Accreted value is a bond’s current value, often calculated for balance sheet purposes, including the interest accrued even though that is usually not paid until the bond matures.

Accreted value is the value, at any given time, of a multi-year instrument that accrues interest but does not pay that interest until maturity.

The concept of accreted value can be seen in zero-coupon bonds or cumulative preferred stock.

Accreted value can be conceptualized as the theoretical price of a bond if it were to be sold at a given time (and the market interest rates remained at their most recent level until maturity).

Accreted value of a bond may not have any relationship to its market value.

Accreted value is the value, at any given time, of a multi-year instrument that accrues interest but does not pay that interest until maturity. The most well-known applications include zero-coupon bonds or cumulative preferred stock.

Accreted value of a bond may not have any relationship to its market value. For example, a 10-year, 10-percent zero-coupon bond with a final maturity of $100 will have an accreted value of perhaps $43.60 in the second year. If current market interest rates fall, the fair market value of that bond will be higher than its accreted value and if rates rise, the value of the bond will be less than its accreted value.

Accreted value can be conceptualized as the theoretical price of a bond if it were to be sold at a given time (and the market interest rates remained at their most recent level until maturity). Accreted value is also a factor in determining the weighted average for capital appreciation bonds.

The accreted value of a zero coupon bond may be higher or lower than the market value of the bond because the accreted value is the linear extrapolation of the issue price to the redeemable price.

A variety of elements may be considered when assessing accreted value. It relates to the price of the initial offering for the bonds and related elements. This includes the initial buyer’s investment when the initial offering was made, along with the latest accrued interest based on that acquisition at the initial offering.

The bond’s value should escalate following a linear trajectory that sees incremental daily gains over the duration of the bond. The interest that a zero coupon bond accumulates is considered to be reinvested back automatically. There is a mathematical value that can be assigned to the bond on any given day, which would be its accreted value. This might also be represented as its accumulated value.

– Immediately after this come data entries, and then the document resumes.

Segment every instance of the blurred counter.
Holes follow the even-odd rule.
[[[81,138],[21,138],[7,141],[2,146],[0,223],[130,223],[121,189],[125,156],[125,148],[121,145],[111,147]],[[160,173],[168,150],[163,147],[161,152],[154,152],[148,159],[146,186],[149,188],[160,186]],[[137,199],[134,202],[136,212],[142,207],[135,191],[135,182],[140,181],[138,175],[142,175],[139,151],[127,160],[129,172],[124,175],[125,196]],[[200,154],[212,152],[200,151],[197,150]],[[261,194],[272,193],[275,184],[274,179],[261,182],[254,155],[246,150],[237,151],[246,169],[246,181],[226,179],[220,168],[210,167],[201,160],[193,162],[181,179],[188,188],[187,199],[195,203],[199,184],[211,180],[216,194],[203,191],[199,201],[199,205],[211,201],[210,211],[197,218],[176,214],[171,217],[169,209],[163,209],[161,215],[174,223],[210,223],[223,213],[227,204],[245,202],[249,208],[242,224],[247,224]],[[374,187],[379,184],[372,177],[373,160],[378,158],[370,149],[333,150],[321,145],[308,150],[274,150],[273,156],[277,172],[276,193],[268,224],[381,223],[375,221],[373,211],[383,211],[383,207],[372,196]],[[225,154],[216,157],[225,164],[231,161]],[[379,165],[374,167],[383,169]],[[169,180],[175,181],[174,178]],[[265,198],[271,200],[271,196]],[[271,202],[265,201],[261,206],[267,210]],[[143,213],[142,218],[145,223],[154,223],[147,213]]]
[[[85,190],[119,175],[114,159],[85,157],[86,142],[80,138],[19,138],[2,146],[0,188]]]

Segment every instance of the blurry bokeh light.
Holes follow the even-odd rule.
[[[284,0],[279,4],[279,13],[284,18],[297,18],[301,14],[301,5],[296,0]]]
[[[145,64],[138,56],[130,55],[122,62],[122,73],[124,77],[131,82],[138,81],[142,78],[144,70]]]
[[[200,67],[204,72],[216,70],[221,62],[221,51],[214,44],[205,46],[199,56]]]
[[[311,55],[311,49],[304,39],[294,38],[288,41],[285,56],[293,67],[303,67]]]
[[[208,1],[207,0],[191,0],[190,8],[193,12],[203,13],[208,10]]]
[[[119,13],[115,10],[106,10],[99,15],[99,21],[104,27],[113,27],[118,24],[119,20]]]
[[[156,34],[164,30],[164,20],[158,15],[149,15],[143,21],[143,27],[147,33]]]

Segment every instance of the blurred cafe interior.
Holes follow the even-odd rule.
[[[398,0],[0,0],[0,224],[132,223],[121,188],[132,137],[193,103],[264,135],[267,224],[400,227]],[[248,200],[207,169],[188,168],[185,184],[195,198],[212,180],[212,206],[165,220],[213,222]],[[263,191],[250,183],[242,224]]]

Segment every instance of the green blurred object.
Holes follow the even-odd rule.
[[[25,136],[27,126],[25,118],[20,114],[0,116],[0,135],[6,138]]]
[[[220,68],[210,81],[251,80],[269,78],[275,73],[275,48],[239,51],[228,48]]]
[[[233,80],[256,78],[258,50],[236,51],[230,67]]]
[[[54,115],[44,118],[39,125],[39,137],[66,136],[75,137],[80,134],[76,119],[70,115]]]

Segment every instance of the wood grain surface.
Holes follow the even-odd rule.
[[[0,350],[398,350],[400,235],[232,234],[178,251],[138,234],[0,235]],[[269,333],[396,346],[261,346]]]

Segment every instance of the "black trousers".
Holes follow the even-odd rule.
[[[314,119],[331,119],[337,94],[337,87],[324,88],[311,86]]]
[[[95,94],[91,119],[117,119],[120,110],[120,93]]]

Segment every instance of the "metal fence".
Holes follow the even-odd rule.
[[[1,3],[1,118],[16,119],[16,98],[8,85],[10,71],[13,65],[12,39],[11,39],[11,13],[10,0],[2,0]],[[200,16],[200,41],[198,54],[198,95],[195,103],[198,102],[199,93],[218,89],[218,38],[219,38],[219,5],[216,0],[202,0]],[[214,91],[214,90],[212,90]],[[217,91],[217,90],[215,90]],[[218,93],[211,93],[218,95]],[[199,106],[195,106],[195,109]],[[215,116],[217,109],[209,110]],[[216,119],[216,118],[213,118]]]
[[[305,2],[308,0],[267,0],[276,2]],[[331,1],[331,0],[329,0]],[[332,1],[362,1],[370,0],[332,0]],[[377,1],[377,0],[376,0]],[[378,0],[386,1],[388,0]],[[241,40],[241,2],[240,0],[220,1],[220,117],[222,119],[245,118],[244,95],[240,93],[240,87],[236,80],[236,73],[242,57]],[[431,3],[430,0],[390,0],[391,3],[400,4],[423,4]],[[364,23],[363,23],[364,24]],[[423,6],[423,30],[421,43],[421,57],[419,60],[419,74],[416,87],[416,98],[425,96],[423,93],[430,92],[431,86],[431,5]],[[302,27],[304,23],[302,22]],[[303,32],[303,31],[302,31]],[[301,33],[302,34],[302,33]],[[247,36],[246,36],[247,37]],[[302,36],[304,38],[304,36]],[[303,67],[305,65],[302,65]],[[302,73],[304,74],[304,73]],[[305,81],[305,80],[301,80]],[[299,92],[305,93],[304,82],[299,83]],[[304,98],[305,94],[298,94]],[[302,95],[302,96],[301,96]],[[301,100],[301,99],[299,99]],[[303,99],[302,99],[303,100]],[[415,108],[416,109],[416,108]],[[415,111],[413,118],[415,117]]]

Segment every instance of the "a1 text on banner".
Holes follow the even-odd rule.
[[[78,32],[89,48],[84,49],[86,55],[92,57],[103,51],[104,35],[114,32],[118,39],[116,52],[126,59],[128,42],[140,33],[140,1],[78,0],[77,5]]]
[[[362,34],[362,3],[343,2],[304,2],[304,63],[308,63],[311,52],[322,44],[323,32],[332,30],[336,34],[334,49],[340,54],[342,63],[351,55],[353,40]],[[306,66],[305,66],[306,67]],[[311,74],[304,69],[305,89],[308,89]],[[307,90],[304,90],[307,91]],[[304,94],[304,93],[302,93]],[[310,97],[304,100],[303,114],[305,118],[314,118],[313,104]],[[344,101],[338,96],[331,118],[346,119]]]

There may be variances between the market value of a bond compared with the accreted value. This is due to the mathematical projections based on the price when issued relative to the price at redemption.

For instance, if a zero coupon bond was purchased at $90, after 1,000 days it might be redeemed for $100. As time passed with the bond maturing, its value would accrete at a rate of one cent daily. Halfway through that period, the accreted value of the bond would be $95. That price might have no correlation to the market value of the bond at that time due to the fluctuations of demand and supply. The availability of the bond can also be affected by the issuer’s creditworthiness.

When accounting for bond accretion, there are two main methods: the straight-line method and the constant yield method.

The increase in the value of the bond is spread evenly throughout the bond’s term in this method. For example, if the term of the bond is 10 years and the company reports its financials every quarter, it means that there are 40 financial periods up to maturity.

A discount of $500 would be divided across the 40 periods, which equals $12.50 per quarter. There will be an accretion of $12.50 in each period until maturity, and this method will raise the bond liability balance by $12.50 in each period until the redemption date.

The increase in the value of the bond is the heaviest closest to the maturity date with the constant yield method. The difference between the constant yield method and the straight-line method is that the increment is not even with the constant yield method; some periods will show bigger gains than other periods, and the gains are concentrated in the last phase of the bond’s life.

When accounting for bond accretion with the constant yield method, the first step is determining yield to maturity (YTM). The YTM is what the bond will earn until its maturity date. This calculation requires three inputs: the par value of the bond, price, years to maturity, and the bond interest rate.

Accretion of discount refers to the increase in value of a discounted instrument, such as a bond, as the maturity date comes closer with the passage of time. The value of the bond increases at the interest rate that is implied by the discounted issuance price, the value at the time of maturity, and the maturity term.

Compoun accreted value (CAV) refers to the measure of the value of a zero-coupon bond. It is used to calculate the value of zero-coupon bonds prior to their maturity date.

Discounts on Bonds Payable are always recorded on the balance sheet with the account Bonds Payable. As long as the bond is a long-term liability, both Bonds Payable and Discount on Bonds Payable are reported on the balance sheet as long-term liabilities.

As it pertains to bonds–specifically capital appreciation bonds and convertible capital appreciation bonds–prior to the conversion dates, accreted interest refers to the accreted value minus the denominational amount (as of the date of calculation).

A more general definition of accreted interest is interest accrued on a loan asset that is added to the principal rather than being paid as interest while it accrues.